Mistrial By Google In The Case of The Ex-Wife After an Exoneree's Millions
"Jesus didn't want us to have a trial this close to his birthday," Steven Phillips's attorney, Tom McKenzie, said yesterday. He was joking, we're pretty sure.
His point: That the prospect of an ex-wife now 20 years divorced from Phillips cutting a slice out of the roughly $4 million paid to him by the state for a quarter century in prison as an innocent man so offended the Heavens that they intervened divinely.
What really happened: A juror Googled Phillips and poisoned the well, and the judge found out about it, resulting in a successful motion by McKenzie for a mistrial. It's a stay, albeit a temporary one. McKenzie says he expects they'll be back in court to retry the case this summer, to once again venture out into completely uncharted areas of divorce law, heretofore a stranger to the intersection of exonerees, big state payouts and the wives they leave behind.
Phillips was put away in 1982 for a string of rapes he didn't commit. He was a convenient suspect who fit the bill with a troubled sexual past, but it wasn't until 2008, after DNA testing excluded him as the rapist, that he was finally set free. The Tim Cole Act provides $160,000 for each year of wrongful imprisonment to Texas exonerees, to be split into a lump sum and an annuity. Steven, with his long years inside, collected more than most.
He was married to Traci Tucker for about a decade, most of it while he was locked up. The two had a child together, and she's since been compensated for the unpaid child support through the compensation law. But, until the mistrial Tuesday, she was suing him for a cut of the millions he was paid, her argument being that the money is, in part, for lost wages and subject to a divorce settlement. Not to mention the fact that she raised his kid alone.
McKenzie says there is no language in the Tim Cole Act classifying any of the money as recompense for lost wages. Phillips adds that he didn't see much of his wife after the first three years in prison. A spokesperson for Tucker's attorney said she continued to visit him throughout his prison term, even depositing money into his commissary account regularly.

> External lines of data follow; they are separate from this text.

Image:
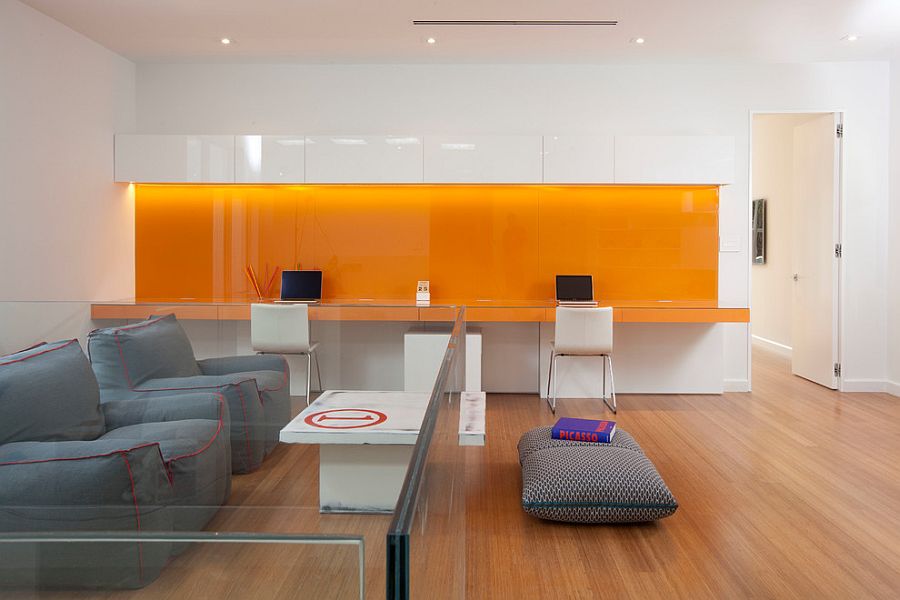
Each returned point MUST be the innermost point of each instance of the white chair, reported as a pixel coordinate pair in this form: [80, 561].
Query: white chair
[582, 331]
[284, 329]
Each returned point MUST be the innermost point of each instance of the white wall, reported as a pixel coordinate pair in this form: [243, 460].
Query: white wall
[696, 99]
[894, 238]
[773, 157]
[66, 230]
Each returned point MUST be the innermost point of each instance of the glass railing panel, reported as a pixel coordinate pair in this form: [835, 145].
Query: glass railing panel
[426, 543]
[158, 565]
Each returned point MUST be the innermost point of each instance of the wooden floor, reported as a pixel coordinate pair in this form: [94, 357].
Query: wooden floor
[792, 491]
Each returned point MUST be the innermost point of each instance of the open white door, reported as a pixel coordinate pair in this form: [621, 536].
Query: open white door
[816, 239]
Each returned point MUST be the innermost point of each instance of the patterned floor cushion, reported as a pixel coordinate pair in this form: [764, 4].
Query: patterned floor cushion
[594, 484]
[538, 439]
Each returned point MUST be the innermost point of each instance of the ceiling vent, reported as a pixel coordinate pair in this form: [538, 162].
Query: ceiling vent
[538, 23]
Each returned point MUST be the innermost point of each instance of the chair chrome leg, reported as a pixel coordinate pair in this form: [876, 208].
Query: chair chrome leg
[555, 385]
[550, 375]
[612, 387]
[603, 393]
[318, 372]
[308, 375]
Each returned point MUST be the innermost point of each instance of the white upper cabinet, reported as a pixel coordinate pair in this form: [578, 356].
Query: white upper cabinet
[269, 159]
[578, 159]
[674, 159]
[483, 159]
[364, 159]
[175, 158]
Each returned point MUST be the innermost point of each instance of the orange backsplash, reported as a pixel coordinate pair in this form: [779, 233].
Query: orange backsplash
[472, 242]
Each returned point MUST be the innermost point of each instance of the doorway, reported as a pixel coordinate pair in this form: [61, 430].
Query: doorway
[796, 240]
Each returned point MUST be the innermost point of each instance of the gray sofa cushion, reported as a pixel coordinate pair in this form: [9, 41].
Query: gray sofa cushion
[49, 393]
[198, 457]
[594, 484]
[125, 357]
[83, 486]
[540, 438]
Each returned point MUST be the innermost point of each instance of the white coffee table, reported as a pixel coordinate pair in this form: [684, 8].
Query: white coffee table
[365, 445]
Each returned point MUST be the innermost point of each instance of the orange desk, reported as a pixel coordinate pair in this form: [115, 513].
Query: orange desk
[478, 311]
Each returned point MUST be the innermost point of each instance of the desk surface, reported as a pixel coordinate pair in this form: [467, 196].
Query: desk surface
[479, 310]
[358, 417]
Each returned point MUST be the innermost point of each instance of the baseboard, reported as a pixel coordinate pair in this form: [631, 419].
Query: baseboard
[864, 385]
[736, 385]
[773, 346]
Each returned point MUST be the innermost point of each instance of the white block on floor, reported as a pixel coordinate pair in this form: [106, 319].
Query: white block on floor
[423, 351]
[472, 408]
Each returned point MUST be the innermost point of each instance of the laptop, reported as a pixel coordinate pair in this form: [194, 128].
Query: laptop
[575, 290]
[301, 287]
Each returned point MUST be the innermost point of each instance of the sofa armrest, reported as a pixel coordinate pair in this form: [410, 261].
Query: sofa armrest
[243, 364]
[93, 480]
[190, 405]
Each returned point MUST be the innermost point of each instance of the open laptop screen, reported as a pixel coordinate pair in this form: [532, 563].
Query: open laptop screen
[574, 288]
[301, 285]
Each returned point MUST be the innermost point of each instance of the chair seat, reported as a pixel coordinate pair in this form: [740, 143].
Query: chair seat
[578, 353]
[286, 349]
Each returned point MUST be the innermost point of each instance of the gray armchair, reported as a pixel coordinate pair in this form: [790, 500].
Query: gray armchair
[68, 464]
[154, 358]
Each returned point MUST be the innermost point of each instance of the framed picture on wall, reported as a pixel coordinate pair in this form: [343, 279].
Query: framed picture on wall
[759, 232]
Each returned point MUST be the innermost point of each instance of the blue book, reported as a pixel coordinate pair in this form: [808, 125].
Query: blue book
[584, 430]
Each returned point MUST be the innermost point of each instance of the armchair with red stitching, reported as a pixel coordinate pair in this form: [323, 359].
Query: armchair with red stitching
[154, 358]
[70, 464]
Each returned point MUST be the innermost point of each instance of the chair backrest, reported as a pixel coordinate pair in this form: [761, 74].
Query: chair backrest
[279, 328]
[583, 330]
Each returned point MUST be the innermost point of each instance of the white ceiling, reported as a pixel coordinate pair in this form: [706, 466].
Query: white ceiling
[381, 31]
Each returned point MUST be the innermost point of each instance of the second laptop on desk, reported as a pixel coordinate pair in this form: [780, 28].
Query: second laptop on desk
[575, 290]
[301, 287]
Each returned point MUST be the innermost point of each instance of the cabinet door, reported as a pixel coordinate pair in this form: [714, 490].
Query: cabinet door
[269, 159]
[674, 159]
[363, 159]
[174, 158]
[483, 159]
[578, 159]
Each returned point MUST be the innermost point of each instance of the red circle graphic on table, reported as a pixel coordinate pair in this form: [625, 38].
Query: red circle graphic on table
[337, 418]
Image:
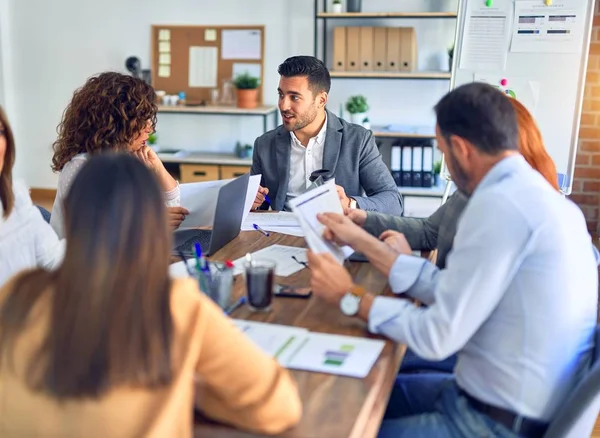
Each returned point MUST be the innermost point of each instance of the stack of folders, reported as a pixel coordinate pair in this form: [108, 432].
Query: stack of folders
[412, 164]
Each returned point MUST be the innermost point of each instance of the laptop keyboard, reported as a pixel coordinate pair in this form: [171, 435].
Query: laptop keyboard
[202, 237]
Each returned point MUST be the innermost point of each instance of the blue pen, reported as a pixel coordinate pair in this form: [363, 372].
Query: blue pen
[257, 228]
[239, 303]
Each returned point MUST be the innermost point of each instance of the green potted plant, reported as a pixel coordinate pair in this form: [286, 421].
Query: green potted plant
[357, 107]
[247, 90]
[437, 169]
[450, 56]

In a deposition, Tucker said it was Phillips who pushed her away.
This is only the latest in a series of legal woes afflicting the exoneree who can't seem to stay out of court (and jail). He just settled with his former attorney -- who fought to see compensation raised for all Texas exonerees -- over a million in fees he refused to pay. He got busted with a trifling amount of cocaine hidden in a to-go container in Carrollton. And, of course, there's the whole spending-half-of-his-life-in-prison-for-something-he-didn't-do thing.